Mesenchymal stem cells separated and cultured from frozen umbilical cord tissue prepared by the same method as used for the measurement of differentiation into adipocytes were added to DMEM (10 vol% FBS added) at a cell density (5,000 to 10,000 cells). / Cm ² ) in a 48-well culture plate and cultured overnight. The cells are divided into two groups, and one group of media is a bone medium containing dexamethasone, L-glutamine, ascorbate, penicillin / streptomycin, MCGS, β-glycerophosphate in a basic medium for osteoblast differentiation (Lonza). It was replaced with an osteoblast differentiation induction medium supplemented with an additive factor set for blast differentiation (Lonza), and differentiation culture was performed for 3 weeks while changing the medium every 3 to 4 days. This group was designated as an osteoblast induction group. In the other group, the medium was replaced with fresh DMEM (10 vol% FBS added), and cultured for 3 weeks while changing the medium every 3 to 4 days. This group was used as a control group. After culturing, the cells were washed once with PBS, 0.2 mL of PBS and 0.2 mL of 2M hydrochloric acid were added to each well, and left at 37 ° C. for 1 hour to release calcium accumulated in the cells from the cells.
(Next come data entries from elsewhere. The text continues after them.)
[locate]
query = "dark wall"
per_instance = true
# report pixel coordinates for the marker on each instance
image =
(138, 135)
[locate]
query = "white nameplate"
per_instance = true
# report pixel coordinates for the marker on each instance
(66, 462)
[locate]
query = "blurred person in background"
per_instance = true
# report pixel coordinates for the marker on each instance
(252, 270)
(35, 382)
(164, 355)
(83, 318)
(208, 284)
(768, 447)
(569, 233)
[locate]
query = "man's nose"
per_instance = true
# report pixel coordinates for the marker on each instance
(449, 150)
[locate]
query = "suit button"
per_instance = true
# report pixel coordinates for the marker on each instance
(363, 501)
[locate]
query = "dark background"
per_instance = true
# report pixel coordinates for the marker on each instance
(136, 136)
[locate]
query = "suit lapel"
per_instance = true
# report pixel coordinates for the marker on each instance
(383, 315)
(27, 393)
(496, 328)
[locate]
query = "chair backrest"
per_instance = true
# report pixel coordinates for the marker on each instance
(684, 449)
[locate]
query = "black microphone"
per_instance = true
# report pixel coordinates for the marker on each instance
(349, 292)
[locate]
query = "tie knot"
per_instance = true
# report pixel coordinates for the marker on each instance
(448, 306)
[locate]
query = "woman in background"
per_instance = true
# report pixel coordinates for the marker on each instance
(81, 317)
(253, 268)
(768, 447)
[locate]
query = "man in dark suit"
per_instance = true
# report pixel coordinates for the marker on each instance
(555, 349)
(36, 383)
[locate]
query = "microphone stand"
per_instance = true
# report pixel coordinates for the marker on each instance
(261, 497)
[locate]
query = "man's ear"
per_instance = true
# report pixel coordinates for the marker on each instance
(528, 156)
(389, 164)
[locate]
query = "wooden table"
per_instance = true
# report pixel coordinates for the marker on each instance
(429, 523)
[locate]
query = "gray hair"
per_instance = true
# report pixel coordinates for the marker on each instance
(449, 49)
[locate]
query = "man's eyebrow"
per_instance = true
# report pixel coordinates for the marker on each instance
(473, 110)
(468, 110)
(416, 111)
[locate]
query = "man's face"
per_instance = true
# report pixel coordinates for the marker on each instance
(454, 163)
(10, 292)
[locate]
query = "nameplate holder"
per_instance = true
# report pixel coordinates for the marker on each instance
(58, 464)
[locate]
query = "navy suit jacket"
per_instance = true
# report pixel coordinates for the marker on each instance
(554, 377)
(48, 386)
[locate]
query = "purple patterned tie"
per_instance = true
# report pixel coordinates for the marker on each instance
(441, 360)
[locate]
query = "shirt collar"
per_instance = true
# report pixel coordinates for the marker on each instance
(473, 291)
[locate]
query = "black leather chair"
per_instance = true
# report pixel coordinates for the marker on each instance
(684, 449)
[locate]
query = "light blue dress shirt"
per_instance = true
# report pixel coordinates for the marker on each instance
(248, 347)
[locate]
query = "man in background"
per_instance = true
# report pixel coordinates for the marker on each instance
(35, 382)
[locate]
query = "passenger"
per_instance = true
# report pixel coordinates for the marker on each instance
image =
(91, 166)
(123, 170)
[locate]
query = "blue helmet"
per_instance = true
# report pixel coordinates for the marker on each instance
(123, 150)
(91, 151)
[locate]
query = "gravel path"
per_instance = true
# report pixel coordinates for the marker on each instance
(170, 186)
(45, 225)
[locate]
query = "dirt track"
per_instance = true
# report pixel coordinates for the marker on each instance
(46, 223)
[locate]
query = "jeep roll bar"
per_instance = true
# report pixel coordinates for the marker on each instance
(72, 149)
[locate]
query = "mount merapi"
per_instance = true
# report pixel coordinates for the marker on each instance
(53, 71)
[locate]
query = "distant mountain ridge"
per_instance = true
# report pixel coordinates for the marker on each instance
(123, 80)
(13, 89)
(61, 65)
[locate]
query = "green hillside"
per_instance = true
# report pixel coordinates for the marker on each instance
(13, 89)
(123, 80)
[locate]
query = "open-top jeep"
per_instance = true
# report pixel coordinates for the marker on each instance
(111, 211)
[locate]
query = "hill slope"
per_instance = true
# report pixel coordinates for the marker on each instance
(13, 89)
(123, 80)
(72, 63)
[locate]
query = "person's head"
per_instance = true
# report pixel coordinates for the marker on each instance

I let you. The concentration of released calcium was quantified using Calcium E-Test Wako (Wako Pure Chemical Industries, Ltd.). As a result, the free calcium concentration was 1.53 mg / dL in the control group, whereas it was as high as 24.88 mg / dL in the osteoblast differentiation induction group.

  This result shows that mesenchymal stem cells separated and cultured from frozen umbilical cord tissue are differentiated into osteoblasts by culturing in an osteoblast differentiation-inducing medium, and calcium accumulates in the cells. This shows that mesenchymal stem cells separated and cultured from frozen umbilical cord tissue have the ability to differentiate into osteoblasts.

  According to the present invention, umbilical cord tissue can be stored for a long time by a simple method, and stem cells such as mesenchymal stem cells can be efficiently separated and cultured from the stored umbilical cord tissue. This makes it possible to effectively use the umbilical cord tissue as a cell source used for regenerative medicine.

1a, 1b Entrance / exit (hollow part side)
2a, 2b Entrance / exit (external side)
3 Cell culture vessel (hollow fiber membrane module)
4, 5 Culture solution storage container 6, 7 Liquid feed pump 8, 9 Waste liquid collection container (cell collection container)

Claims (6)

i) Step of slicing umbilical cord tissue collected from a living body so that the maximum diameter is 6 mm or less ii) The umbilical cord tissue that has been minced in lyoprotective solution, umbilical cord tissue weight / (umbilical cord tissue weight + frozen) Step of immersing so that the weight of the protective liquid is 10 wt% or more and less than 50 wt% iii) The umbilical cord including the step of putting the umbilical cord tissue and cryoprotective liquid into the container and cryopreserving them in an environment of -80 ° C or lower How to save the organization. iv) a step of thawing the frozen umbilical cord tissue obtained by the method of claim 1 and washing with a culture solution v) a step of washing with a protease solution vi) a step of digesting the umbilical cord tissue in a protease solution A method of preparing tissue-derived stem cells.   The method according to claim 2, wherein the protease is collagenase and / or dispase.   The method according to claim 2 or 3, wherein the stem cells are mesenchymal stem cells.   A method for culturing stem cells derived from umbilical cord tissue, comprising seeding a cell suspension obtained by the method according to any one of claims 2 to 4 on a culture substrate and culturing the adhered stem cells.   The culture method according to claim 5, wherein the culture substrate is a hollow fiber membrane.